Investigações sobre atos golpistas e redes sociais

Outro ponto abordado na entrevista foram as investigações conduzidas pelo STF em relação aos atos golpistas ocorridos após as eleições de 2022 e à suposta tentativa de golpe de Estado. Segundo Barroso, essas investigações estão próximas de serem concluídas. “Quase tudo o que precisava ser apurado já foi. Cabe ao procurador-geral [Paulo Gonet] apresentar a denúncia”, afirmou o ministro, sinalizando que os processos devem avançar em breve.

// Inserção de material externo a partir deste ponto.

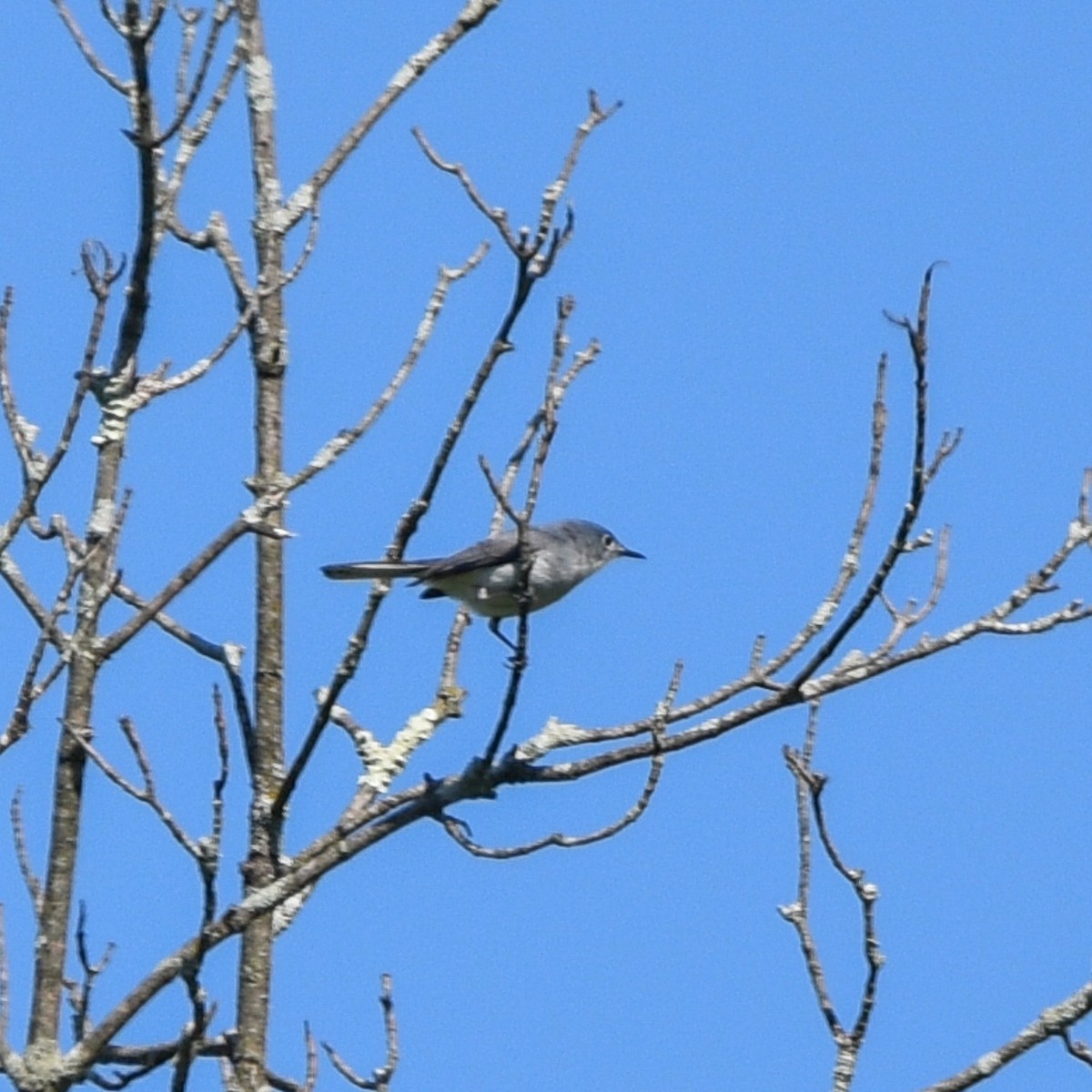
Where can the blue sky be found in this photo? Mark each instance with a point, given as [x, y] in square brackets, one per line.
[779, 175]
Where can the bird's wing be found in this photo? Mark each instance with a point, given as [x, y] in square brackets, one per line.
[376, 571]
[501, 550]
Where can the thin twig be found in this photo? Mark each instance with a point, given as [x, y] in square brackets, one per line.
[460, 833]
[381, 1077]
[22, 855]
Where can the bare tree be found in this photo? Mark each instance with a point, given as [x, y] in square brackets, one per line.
[221, 58]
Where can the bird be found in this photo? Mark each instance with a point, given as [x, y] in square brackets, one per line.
[485, 577]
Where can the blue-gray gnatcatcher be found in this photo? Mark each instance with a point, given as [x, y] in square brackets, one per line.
[485, 577]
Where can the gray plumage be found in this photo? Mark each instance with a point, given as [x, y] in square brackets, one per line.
[485, 577]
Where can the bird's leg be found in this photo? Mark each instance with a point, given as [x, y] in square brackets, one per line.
[495, 629]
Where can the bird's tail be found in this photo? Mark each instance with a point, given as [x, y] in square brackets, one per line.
[375, 571]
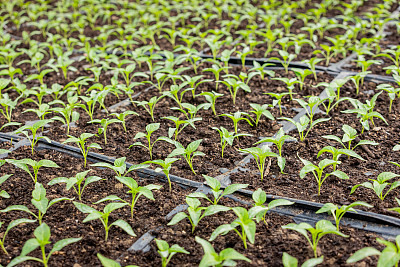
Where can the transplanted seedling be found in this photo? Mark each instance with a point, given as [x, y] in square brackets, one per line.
[25, 163]
[338, 213]
[318, 171]
[388, 257]
[322, 228]
[226, 257]
[76, 181]
[380, 184]
[104, 216]
[216, 190]
[290, 261]
[260, 197]
[166, 252]
[196, 212]
[42, 238]
[39, 200]
[135, 191]
[260, 154]
[81, 142]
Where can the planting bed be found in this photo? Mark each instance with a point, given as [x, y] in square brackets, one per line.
[112, 73]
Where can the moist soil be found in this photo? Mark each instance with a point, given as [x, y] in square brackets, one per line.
[65, 221]
[335, 190]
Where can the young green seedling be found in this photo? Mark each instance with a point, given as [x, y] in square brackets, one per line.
[76, 182]
[104, 216]
[389, 256]
[318, 171]
[104, 125]
[211, 97]
[150, 105]
[42, 238]
[260, 110]
[226, 257]
[196, 212]
[166, 252]
[216, 190]
[3, 178]
[338, 213]
[135, 190]
[122, 116]
[33, 136]
[11, 225]
[236, 117]
[81, 142]
[380, 184]
[260, 155]
[260, 197]
[188, 153]
[165, 167]
[150, 128]
[39, 201]
[25, 163]
[350, 134]
[322, 228]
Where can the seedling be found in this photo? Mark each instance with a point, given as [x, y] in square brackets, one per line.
[226, 257]
[260, 155]
[150, 128]
[42, 238]
[318, 171]
[165, 167]
[289, 261]
[76, 181]
[196, 212]
[260, 197]
[104, 216]
[338, 213]
[33, 137]
[322, 228]
[188, 153]
[81, 142]
[166, 252]
[25, 163]
[380, 184]
[389, 256]
[216, 190]
[39, 201]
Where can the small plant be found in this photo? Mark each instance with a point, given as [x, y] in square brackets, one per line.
[150, 128]
[380, 184]
[76, 182]
[236, 117]
[33, 137]
[289, 261]
[166, 252]
[188, 153]
[322, 228]
[389, 256]
[216, 190]
[42, 238]
[196, 212]
[81, 142]
[135, 190]
[165, 167]
[25, 163]
[338, 213]
[318, 171]
[104, 216]
[227, 137]
[39, 201]
[226, 257]
[260, 154]
[260, 197]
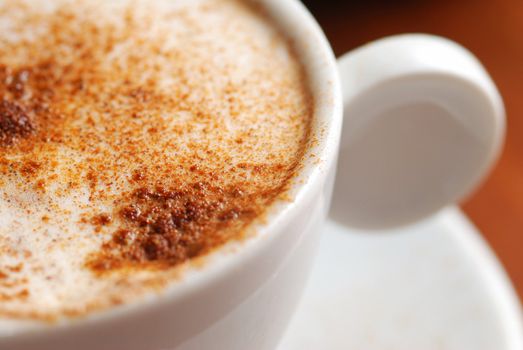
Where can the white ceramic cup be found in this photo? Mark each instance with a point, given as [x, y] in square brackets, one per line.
[423, 124]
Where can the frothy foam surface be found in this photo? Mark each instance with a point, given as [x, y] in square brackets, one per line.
[135, 136]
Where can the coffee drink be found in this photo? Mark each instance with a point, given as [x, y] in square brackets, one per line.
[135, 138]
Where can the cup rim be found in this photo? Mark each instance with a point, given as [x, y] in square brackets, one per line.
[314, 52]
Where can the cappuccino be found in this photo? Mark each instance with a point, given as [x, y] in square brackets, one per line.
[135, 137]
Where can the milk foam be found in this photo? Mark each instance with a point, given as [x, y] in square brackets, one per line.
[144, 94]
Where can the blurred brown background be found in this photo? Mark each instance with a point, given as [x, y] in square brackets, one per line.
[493, 31]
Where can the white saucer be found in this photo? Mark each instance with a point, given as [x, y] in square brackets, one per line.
[433, 285]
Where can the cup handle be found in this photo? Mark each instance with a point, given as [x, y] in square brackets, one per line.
[423, 125]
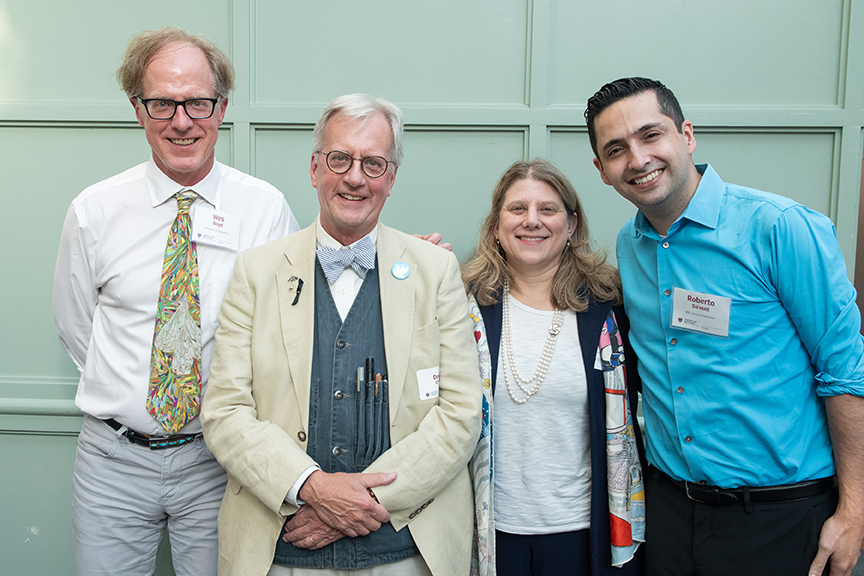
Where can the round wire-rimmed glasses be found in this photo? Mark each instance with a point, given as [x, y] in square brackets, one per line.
[340, 162]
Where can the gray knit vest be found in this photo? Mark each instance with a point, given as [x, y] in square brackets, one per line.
[335, 442]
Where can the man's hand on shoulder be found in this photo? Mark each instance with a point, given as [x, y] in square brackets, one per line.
[435, 238]
[342, 501]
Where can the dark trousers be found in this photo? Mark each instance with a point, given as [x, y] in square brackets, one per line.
[560, 554]
[686, 538]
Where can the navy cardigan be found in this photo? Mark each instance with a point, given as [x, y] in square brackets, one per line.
[590, 325]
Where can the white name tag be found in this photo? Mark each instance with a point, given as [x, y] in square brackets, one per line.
[216, 229]
[427, 383]
[699, 312]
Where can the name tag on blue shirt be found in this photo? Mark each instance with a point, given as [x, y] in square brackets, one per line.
[700, 312]
[216, 229]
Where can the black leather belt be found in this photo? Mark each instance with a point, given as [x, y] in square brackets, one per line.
[154, 443]
[716, 496]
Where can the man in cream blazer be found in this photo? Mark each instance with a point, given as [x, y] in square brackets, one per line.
[256, 411]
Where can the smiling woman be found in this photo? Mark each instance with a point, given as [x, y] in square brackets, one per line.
[556, 336]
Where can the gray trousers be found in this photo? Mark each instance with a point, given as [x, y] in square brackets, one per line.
[124, 496]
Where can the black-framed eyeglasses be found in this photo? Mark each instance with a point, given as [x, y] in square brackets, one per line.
[197, 108]
[340, 162]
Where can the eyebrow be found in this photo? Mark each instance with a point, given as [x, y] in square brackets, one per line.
[642, 129]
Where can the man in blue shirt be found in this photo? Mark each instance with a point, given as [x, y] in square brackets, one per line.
[750, 352]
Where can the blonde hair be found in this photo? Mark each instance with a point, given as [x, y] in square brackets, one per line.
[143, 47]
[583, 271]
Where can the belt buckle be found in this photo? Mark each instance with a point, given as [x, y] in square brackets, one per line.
[170, 442]
[718, 497]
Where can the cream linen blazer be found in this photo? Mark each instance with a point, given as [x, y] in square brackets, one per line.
[255, 411]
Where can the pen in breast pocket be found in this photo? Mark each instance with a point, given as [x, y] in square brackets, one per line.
[299, 288]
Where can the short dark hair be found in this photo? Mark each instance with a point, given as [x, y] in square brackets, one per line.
[624, 88]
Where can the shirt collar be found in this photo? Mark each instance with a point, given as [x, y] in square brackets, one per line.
[324, 239]
[703, 208]
[162, 187]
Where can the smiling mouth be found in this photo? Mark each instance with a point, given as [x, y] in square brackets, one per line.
[647, 178]
[531, 238]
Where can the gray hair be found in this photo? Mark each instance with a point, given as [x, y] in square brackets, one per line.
[361, 107]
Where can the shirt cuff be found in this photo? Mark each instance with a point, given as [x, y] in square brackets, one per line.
[292, 497]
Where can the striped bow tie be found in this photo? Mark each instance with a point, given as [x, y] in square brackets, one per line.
[360, 256]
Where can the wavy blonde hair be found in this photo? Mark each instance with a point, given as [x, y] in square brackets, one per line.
[144, 47]
[582, 271]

A discussão também incluiu a polêmica em torno da derrubada de conteúdos e perfis em redes sociais. Barroso esclareceu que a legislação brasileira é diferente da norte-americana no que diz respeito à liberdade de expressão. Ele argumentou que o Brasil não tolera discursos que incitam a violência, e que o STF tem atuado para garantir que conteúdos nocivos sejam removidos das plataformas. “A Constituição brasileira é muito diferente da americana, especialmente em relação à primeira emenda. Nós não aceitamos discursos de ódio ou que incitem violência”, pontuou.

Sobre o caso do bloqueio do X (antigo Twitter) no Brasil, Barroso foi enfático ao dizer que a decisão não teve motivação ideológica, mas sim legal. “A história do X é muito simples e não tem nada a ver com liberdade de expressão. Tem a ver com o Estado de Direito”, explicou.

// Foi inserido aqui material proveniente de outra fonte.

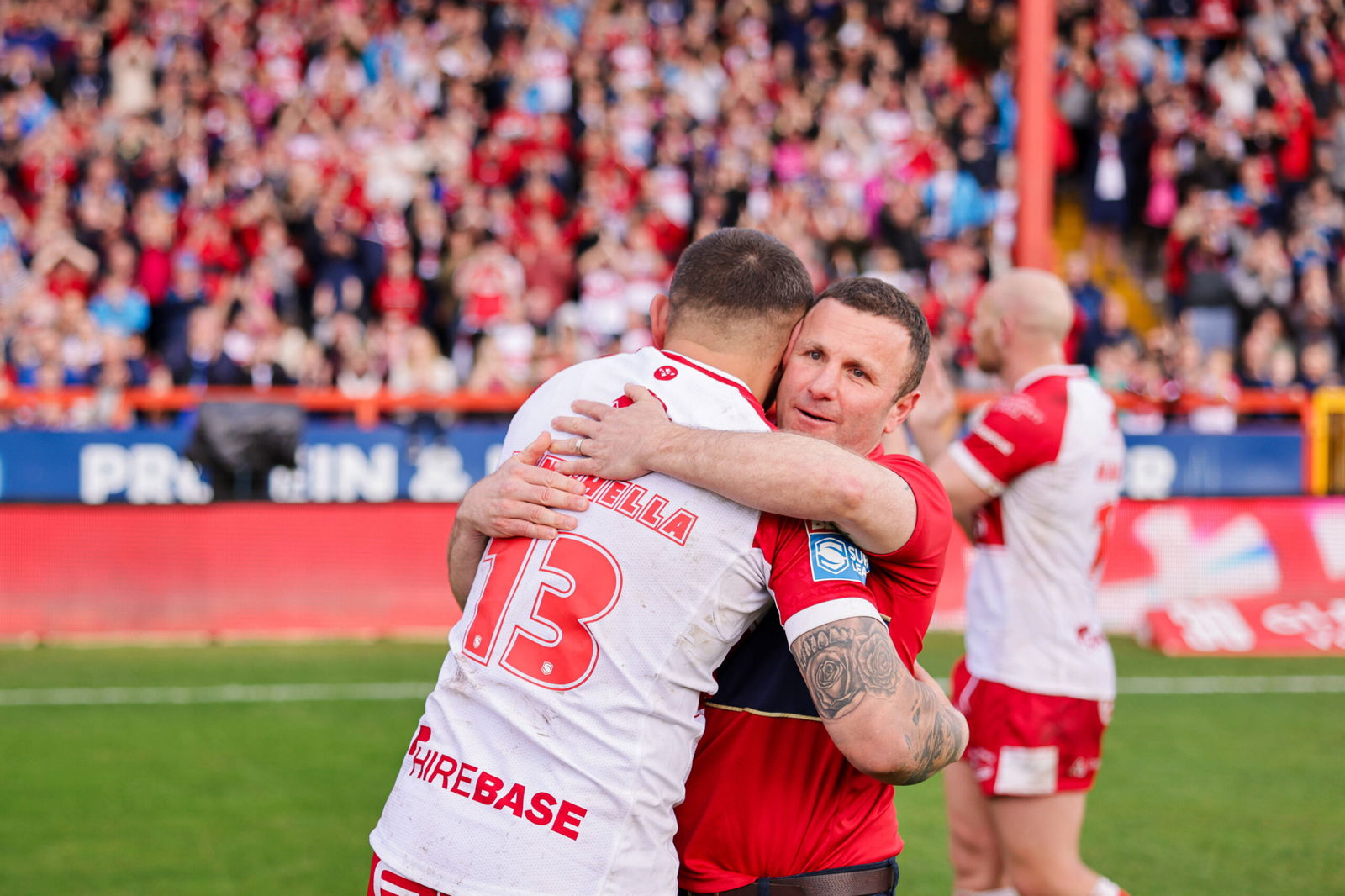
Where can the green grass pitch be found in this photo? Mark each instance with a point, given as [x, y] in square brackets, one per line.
[1199, 794]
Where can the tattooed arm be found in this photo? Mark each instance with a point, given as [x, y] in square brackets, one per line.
[896, 727]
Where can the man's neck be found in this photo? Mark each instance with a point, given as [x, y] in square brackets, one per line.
[1015, 369]
[746, 367]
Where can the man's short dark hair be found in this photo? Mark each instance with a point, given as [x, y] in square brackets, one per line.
[740, 273]
[874, 296]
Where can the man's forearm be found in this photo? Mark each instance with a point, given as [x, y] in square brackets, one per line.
[466, 548]
[885, 721]
[938, 734]
[793, 475]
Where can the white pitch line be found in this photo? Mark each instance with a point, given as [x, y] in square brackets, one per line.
[416, 689]
[212, 694]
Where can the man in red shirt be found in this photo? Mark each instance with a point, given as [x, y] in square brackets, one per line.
[778, 790]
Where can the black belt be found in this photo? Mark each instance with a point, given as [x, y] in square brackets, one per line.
[864, 880]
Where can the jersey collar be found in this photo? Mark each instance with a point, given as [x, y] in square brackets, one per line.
[713, 373]
[1049, 370]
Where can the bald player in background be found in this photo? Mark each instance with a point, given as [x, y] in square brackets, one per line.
[1033, 483]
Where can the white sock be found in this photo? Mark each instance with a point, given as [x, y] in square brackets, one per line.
[1105, 888]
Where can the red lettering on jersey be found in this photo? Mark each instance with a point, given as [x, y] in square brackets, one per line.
[513, 801]
[430, 764]
[441, 772]
[609, 495]
[463, 777]
[565, 815]
[567, 658]
[420, 763]
[678, 526]
[488, 788]
[631, 503]
[541, 811]
[504, 564]
[650, 517]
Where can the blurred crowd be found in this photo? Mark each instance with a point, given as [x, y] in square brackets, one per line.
[419, 195]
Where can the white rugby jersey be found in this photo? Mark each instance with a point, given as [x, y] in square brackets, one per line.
[560, 735]
[1051, 455]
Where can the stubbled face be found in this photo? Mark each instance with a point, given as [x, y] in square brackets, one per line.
[842, 374]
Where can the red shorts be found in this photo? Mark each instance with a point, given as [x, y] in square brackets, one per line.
[385, 882]
[1026, 744]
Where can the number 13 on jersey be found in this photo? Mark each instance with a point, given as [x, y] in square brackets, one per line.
[562, 587]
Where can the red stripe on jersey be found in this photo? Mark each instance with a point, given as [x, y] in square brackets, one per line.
[1022, 430]
[752, 400]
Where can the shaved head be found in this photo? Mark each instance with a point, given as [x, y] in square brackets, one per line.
[1022, 313]
[1037, 303]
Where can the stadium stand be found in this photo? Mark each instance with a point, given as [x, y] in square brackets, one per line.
[409, 198]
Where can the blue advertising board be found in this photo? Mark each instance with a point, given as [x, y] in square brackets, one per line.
[335, 463]
[343, 463]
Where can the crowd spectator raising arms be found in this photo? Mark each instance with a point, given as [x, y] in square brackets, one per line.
[336, 194]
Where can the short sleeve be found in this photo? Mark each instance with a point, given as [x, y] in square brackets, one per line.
[817, 575]
[1015, 435]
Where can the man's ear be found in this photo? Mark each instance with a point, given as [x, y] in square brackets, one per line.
[900, 410]
[659, 319]
[794, 338]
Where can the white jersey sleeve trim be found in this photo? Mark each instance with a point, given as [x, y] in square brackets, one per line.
[831, 611]
[986, 481]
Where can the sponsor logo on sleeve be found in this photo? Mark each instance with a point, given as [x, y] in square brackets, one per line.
[834, 559]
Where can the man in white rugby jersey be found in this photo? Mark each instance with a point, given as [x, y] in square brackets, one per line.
[1033, 483]
[562, 730]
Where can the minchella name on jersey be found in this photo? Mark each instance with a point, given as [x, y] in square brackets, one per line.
[630, 499]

Ele detalhou que a empresa cometeu um ato ilícito ao retirar seus representantes do Brasil, descumprindo a lei nacional que exige que empresas estrangeiras tenham uma representação oficial no país. “Portanto, o X não pôde atuar no Brasil até que regularizasse sua situação”, concluiu o ministro.

Defesa da democracia e do pluralismo político

Barroso também aproveitou a oportunidade para ressaltar a importância do pluralismo político e a legitimidade de diferentes perspectivas dentro de uma democracia saudável. “O conservadorismo é uma opção política legítima”, afirmou o presidente do STF, destacando que é essencial que existam pontos de vista variados no debate político.

No entanto, ele foi categórico ao afirmar que o extremismo e a intolerância não devem ter espaço. “Intolerância, agressão verbal, discurso de ódio e violência física. Isso é o que considero inaceitável”, destacou.

Nesse sentido, o ministro reforçou que o papel do STF é garantir que a democracia proteja não apenas os direitos de quem pensa diferente, mas também os limites do que é considerado aceitável em uma sociedade democrática. A Suprema Corte, segundo Barroso, está empenhada em garantir a paz social e a coexistência de diferentes correntes ideológicas, desde que estas não incitem a violência ou ataquem as instituições democráticas.